Based on the information provided by the IRS, we convinced the IRS to remove the penalties assessed against him for the 2015 and 2016 calendar years.
Provided Cross-border Tax Planning Advice to a Large Multinational Vehicle Manufacturer
We provided tax planning advice to a large foreign vehicle manufacturer on export-related income under the so-called “title passage rule.” We also provided the large foreign vehicle manufacturer how it can utilize FDII to reduce its U.S. tax liability.

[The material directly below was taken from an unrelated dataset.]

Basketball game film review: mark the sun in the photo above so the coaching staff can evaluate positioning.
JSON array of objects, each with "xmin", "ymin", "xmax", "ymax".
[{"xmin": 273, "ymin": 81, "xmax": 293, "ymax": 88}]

Provided Cross-Border Tax Planning Advice to a Large Global Software Company
Our client, a global software company that develops navigation and infotainment systems for some of the largest automotive companies around the world. The software company has entered into software integration and license contracts with various U.S. motor vehicle manufacturers. The software company is incorporated in a foreign country that has not entered into a tax treaty with the United States and has established a subsidiary in the United States and Germany. We provided the global software company with advice as to how the global software company may potentially utilize the U.S.-Germany Income Tax Treaty to reduce its exposure to U.S. withholding taxes.
Provided Cross-Border Tax Planning Advice to a Large Video Game Manufacturer
Our client is a foreign corporation incorporated in a jurisdiction that has not entered into a tax treaty with the United States. The video games manufacturer distributes video games and software to the United States. Since the video game manufacturer was incorporated in a country that did not have a treaty with the United States, it was subject to a 30 percent withholding tax on any U.S. source royalty income. We provided the video game manufacturer with advice as to how it could reincorporate in a country that had a treaty with the U.S. so the video game manufacturer could avoid U.S. withholding tax on its U.S. royalty income. We also advised the video game manufacturer regarding the Anti-Conduit Regulations issued by the IRS and Department of Treasury.